Für Kirner ist die Welt seit der Krise an einem Scheideweg angelangt. Die Frage sei, ob sie die richtigen Lehren daraus ziehe. "Sehen wir künftig, wie wichtig es ist, Nahrungsmittelversorgung weltweit nachhaltig sicher zu stellen? Oder gilt bald wieder das Recht des Stärkeren? Wird Solidarität als Schwäche betrachtet?" Dass extreme Globalisierung einen Dämpfer erfahren habe, ist für ihn jedoch unbestritten. "Probleme nach China auszulagern und sich nicht weiter dafür zu interessieren, spielt es nicht mehr."

Kein billiger Ramsch

Was die Konsumgewohnheiten der Österreicher betrifft, habe Corona viel in den Köpfen bewegt, was weit über die Krise hinauswirken werde, ist Kirner überzeugt. Lebensmittel hätten im Vergleich zu Produkten wie Mode und Handys an Bedeutung gewonnen. Wer gelernt habe, selber daheim zu kochen, kaufe dafür nicht mehr den billigsten Ramsch.

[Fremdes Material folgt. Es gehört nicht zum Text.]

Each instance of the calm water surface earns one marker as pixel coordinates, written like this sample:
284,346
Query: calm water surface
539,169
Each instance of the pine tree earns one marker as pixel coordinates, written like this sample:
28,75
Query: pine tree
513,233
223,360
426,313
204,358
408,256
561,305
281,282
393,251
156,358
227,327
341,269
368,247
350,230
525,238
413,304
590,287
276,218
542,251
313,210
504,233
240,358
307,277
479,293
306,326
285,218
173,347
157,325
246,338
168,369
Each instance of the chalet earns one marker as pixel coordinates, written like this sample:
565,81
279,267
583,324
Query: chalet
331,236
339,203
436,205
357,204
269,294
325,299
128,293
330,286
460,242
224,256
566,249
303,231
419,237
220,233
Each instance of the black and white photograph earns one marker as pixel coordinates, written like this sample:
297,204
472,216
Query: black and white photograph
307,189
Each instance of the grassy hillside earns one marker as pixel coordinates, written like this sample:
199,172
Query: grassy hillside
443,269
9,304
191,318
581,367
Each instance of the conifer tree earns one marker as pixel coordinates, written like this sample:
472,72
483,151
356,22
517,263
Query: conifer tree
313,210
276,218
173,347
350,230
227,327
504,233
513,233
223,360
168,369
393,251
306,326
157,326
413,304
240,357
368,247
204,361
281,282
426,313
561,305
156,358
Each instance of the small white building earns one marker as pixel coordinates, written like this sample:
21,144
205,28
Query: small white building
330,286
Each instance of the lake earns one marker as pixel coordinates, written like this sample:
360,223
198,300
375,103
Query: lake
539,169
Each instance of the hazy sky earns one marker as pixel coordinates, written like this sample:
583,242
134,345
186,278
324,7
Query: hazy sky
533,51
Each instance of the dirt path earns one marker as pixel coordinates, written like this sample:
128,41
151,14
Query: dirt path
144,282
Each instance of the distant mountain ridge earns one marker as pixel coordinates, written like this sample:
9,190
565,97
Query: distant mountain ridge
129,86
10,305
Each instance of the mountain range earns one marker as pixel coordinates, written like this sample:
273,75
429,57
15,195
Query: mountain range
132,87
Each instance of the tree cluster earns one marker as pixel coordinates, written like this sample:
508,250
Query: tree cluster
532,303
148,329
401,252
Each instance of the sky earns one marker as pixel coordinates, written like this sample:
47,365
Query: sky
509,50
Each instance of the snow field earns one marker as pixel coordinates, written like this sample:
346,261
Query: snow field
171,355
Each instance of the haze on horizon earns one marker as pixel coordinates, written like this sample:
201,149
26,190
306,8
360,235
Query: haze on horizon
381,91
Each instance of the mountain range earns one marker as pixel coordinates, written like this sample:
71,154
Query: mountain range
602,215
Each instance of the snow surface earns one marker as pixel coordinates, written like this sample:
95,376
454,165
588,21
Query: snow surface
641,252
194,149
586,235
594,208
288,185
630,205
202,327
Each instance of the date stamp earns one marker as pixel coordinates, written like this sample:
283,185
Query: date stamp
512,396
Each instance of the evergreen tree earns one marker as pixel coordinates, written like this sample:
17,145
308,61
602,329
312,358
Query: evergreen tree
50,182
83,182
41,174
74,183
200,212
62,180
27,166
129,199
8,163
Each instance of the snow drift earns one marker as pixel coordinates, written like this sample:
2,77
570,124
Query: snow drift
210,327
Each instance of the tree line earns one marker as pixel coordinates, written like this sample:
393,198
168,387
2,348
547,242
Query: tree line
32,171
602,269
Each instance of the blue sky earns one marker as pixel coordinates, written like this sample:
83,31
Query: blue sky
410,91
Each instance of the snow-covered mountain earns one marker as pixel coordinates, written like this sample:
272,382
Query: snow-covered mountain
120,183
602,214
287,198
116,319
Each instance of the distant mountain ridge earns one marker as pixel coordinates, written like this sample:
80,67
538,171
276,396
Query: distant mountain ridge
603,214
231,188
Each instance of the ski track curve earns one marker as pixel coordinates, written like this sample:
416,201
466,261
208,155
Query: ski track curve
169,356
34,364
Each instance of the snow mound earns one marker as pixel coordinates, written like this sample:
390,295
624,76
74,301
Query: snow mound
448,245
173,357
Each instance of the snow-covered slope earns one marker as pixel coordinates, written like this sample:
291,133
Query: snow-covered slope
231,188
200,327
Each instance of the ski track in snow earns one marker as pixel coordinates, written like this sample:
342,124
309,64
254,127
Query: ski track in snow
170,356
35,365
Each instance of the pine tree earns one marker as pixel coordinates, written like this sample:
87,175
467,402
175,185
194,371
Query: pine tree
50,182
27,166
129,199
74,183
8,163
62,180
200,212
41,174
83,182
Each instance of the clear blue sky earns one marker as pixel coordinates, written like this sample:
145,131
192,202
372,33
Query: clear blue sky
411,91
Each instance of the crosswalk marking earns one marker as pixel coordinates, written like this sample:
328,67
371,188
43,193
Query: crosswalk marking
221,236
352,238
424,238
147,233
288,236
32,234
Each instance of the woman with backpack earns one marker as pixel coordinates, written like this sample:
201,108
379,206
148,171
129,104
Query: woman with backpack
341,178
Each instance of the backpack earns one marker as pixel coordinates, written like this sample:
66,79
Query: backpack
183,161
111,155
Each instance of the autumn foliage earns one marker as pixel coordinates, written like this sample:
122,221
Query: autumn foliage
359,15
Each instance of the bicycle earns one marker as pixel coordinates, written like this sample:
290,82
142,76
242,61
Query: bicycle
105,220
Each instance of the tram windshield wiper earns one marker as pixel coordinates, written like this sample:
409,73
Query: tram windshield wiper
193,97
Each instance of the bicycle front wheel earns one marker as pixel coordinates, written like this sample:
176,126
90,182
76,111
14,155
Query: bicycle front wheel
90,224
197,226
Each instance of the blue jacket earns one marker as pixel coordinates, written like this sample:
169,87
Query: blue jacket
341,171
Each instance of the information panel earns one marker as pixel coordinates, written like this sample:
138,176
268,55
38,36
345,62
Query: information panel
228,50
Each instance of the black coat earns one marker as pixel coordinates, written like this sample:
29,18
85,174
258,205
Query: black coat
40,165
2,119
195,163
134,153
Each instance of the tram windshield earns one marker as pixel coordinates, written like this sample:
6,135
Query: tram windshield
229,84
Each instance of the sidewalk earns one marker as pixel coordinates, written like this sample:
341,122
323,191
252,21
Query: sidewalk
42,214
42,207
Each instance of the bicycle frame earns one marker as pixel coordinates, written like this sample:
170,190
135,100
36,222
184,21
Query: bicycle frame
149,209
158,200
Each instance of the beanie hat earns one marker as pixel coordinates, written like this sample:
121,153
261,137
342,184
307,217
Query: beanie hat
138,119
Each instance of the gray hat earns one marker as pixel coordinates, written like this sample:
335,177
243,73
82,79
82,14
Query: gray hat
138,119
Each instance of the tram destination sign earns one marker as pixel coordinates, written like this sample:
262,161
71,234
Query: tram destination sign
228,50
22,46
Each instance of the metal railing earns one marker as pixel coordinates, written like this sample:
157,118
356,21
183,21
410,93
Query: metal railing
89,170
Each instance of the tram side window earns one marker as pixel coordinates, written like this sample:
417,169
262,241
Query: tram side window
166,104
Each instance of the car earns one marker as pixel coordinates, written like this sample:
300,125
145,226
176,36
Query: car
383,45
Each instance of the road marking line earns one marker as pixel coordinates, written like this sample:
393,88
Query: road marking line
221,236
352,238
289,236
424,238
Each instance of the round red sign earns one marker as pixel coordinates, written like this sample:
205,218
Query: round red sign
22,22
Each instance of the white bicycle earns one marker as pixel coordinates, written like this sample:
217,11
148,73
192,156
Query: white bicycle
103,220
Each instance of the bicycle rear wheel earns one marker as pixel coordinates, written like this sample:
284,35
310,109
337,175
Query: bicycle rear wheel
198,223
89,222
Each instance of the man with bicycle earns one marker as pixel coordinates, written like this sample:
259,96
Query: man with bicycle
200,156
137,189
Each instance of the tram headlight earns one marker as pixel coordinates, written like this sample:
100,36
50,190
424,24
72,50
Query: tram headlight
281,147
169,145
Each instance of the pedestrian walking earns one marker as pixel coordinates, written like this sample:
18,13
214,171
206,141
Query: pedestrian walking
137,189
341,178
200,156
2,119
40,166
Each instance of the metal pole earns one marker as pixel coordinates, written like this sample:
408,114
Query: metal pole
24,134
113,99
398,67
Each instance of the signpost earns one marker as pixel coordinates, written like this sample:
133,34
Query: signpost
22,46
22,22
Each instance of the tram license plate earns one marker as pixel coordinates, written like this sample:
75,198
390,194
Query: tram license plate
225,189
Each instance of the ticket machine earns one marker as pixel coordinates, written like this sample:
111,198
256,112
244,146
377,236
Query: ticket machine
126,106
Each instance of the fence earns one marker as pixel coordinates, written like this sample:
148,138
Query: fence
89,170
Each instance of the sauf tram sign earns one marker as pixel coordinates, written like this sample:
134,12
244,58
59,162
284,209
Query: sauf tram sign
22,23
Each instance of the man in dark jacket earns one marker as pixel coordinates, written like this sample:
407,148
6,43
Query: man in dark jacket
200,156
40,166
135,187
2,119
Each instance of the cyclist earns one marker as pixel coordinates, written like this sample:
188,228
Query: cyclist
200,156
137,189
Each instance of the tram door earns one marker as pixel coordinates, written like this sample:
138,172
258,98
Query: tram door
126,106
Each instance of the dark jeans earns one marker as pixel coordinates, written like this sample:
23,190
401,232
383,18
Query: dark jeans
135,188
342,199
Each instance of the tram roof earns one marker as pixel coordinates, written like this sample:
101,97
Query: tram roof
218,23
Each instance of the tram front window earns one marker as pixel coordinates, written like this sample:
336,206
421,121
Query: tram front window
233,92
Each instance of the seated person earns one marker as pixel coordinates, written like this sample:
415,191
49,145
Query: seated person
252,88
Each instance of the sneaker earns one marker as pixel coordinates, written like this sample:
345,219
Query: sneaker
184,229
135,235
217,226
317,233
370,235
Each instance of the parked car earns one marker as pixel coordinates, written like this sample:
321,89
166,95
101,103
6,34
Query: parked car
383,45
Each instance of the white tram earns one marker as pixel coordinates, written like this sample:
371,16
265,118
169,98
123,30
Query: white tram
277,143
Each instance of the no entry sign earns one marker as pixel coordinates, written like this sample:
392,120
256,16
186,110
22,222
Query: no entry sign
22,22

Der faire Handel selbst sei in Österreich in den vergangenen Wochen ohne schwere Blessuren durch den Shutdown gekommen. Der Konsum von fair gehandelten Bananen etwa sei stark gestiegen. Zumal dank offener Schiffshäfen auch internationale Lieferketten gut funktionierten. Absatzeinbussen von bis zu 80 Prozent gab es hingegen im Großhandel mit Blumen. Der eingestellte Flugverkehr kappte Importe aus Produktionsländern wie Nairobi. Bei Fairtrade-Kaffee in der Gastronomie erwartet Kirner heuer anders als in den Jahren zuvor keine Wachstumssprünge. Viele Betriebe kämpften ums Überleben. Die Branche habe jetzt andere Probleme.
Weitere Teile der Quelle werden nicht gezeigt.